Inhoudsopgave
1. Opruimen. Dit kunnen ze best:
- hun kamer of speelgoed opruimen. Zorg dat alles een plekje heeft. Dat geeft voor iedereen duidelijkheid en ook kun je dan goed zien of je misschien te veel speelgoed hebt liggen.
- de eigen kleren uit de berg schoon wasgoed vissen en in de kledingkast of lades doen.
- vlak vóór televisietijd even de woonkamer opruimen.
Natuurlijk kun je een net opgebouwd bouwwerk of treinbaan best een dag of twee laten staan voor het opgeruimd wordt!
2. Helpen met koken
- lekker de groenten wassen en kleiner snijden. Niet al te scherp mes gebruiken bij de kleintjes 😉
- in de pan roeren, cake beslag roeren, pan vullen met water.
- tafel dekken. Handig om, niet al te duur, servies en bestek op pak-hoogte te hebben liggen.
3. De was
- vuile was in de wasmachine doen.
- wasmachine leeg halen en was in de droger doen of:
- de was ophangen aan droogrek. Vinden ze geweldig!
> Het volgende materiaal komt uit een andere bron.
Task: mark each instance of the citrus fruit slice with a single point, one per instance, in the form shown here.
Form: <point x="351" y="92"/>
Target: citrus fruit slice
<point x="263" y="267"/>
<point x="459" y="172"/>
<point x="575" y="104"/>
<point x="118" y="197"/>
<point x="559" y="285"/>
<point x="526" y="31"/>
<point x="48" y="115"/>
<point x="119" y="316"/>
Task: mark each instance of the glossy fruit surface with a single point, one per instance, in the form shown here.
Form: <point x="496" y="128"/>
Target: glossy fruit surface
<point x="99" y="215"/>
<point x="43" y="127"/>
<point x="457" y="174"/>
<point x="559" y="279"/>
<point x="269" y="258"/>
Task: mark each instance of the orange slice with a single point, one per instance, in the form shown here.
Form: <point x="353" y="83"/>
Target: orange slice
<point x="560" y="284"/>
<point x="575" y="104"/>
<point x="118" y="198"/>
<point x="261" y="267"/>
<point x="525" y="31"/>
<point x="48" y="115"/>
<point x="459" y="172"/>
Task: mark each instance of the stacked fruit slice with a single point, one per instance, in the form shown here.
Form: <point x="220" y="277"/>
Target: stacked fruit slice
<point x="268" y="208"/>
Ook lekker buiten!
- eigen kleren opruimen (zie punt 1).
4. Nog meer klusjes binnen
- planten water geven.
- stofzuigen.
- vloer dweilen.
- voor het huisdier zorgen (eten geven, hok verschonen, borstelen, hond uitlaten).
5. Rond het huis
- na het spelen buitenspeelgoed opruimen. Ook voor dit speelgoed geldt: alles heeft een plek.
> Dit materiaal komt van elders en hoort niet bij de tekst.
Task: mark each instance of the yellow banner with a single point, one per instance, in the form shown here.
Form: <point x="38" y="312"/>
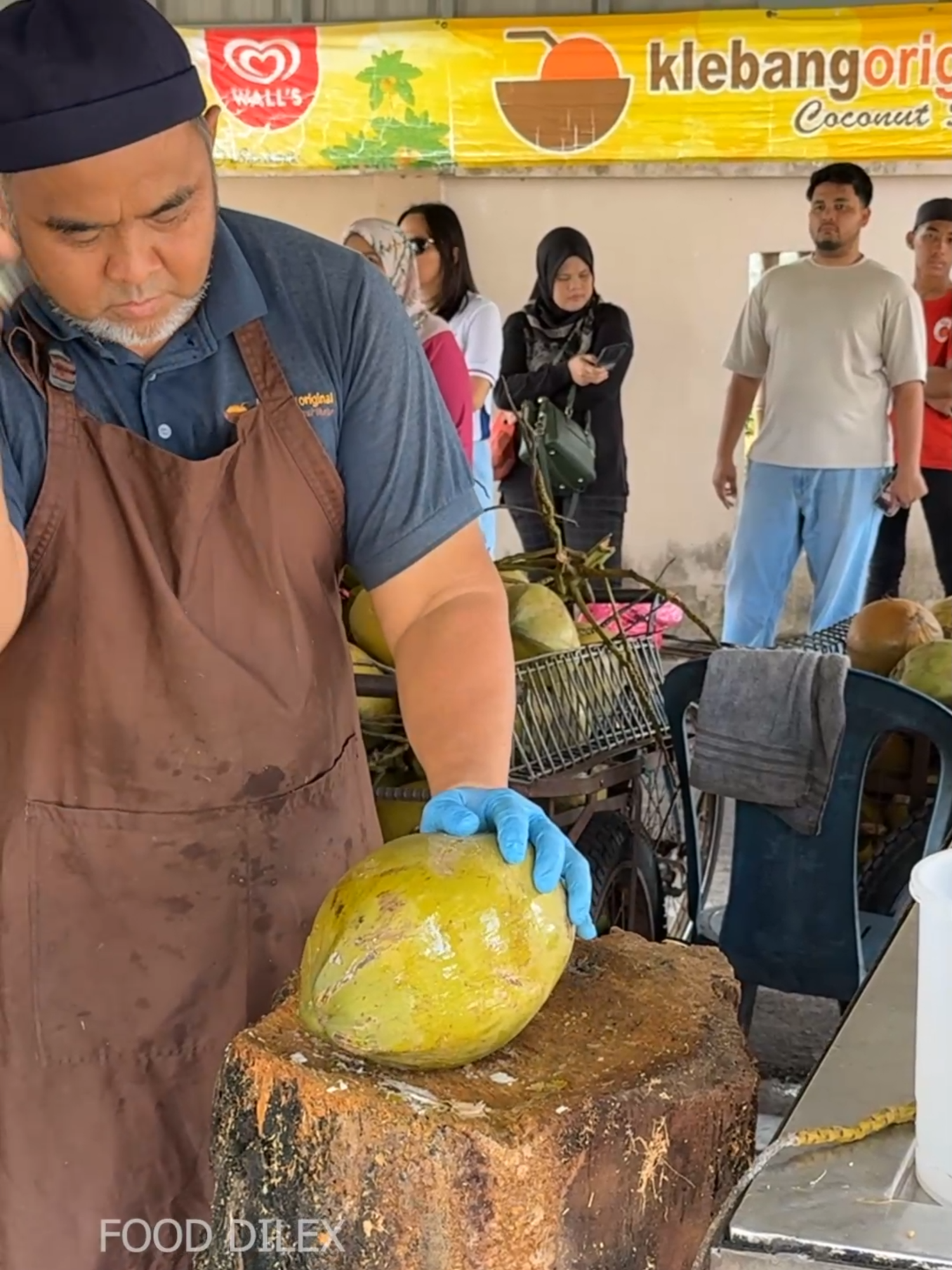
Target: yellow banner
<point x="513" y="95"/>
- fietsen naar binnen of op slot.
Hou de kinderen gemotiveerd door ze af en toe van klusje te laten wisselen. Oudere kinderen kun je eens in de zoveel tijd vragen welk klusje ze de komende tijd op zich nemen.
Een familievergadering is sowieso een goede gewoonte waarin allerlei zaken besproken kunnen worden en je met zijn allen op een gezellige manier (nootjes erbij!) in contact blijft en goede afspraken kunt maken.